Der Beklagte beantragt,
die Klage abzuweisen.
Er sieht eine entschädigungspflichtige Verzögerung im Ausgangsverfahren schon deshalb nicht, weil die Kläger dort den erforderlichen
Gerichtskostenvorschuss nicht entrichtet hätten.
Die Gerichtsakte und die Akten des Ausgangsverfahrens haben vorgelegen und sind Gegenstand der mündlichen Verhandlung gewesen.
Entscheidungsgründe:
Die Klage ist bereits unzulässig und war daher abzuweisen.
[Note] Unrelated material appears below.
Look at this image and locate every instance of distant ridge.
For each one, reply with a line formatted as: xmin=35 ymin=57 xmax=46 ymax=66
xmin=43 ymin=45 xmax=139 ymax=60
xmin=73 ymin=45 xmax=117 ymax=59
Maßgebend für das vorliegende Klageverfahren sind die §§
198 ff.
Gerichtsverfassungsgesetz (
GVG) sowie die §§
183,
197a und
202 Sozialgerichtsgesetz (
SGG), jeweils in der Fassung des Gesetzes über den Rechtsschutz bei überlangen Gerichtsverfahren und strafrechtlichen Ermittlungsverfahren
(GRüGV) vom 24. November 2011 (BGBl I S 2302) und des Gesetzes über die Besetzung der großen Straf- und Jugendkammern in der
Hauptverhandlung und zur Änderung weiterer gerichtsverfassungsrechtlicher Vorschriften sowie des Bundesdisziplinargesetzes vom 06. Dezember 2011 (BGBl I S 2554). Bei dem geltend gemachten Anspruch auf Gewährung einer Entschädigung wegen überlanger
Verfahrensdauer handelt es sich nicht um einen Amtshaftungsanspruch iSv Art.
34 Grundgesetz (
GG). Es ist daher nicht der ordentliche Rechtsweg, sondern vorliegend der zu den Gerichten der Sozialgerichtsbarkeit eröffnet.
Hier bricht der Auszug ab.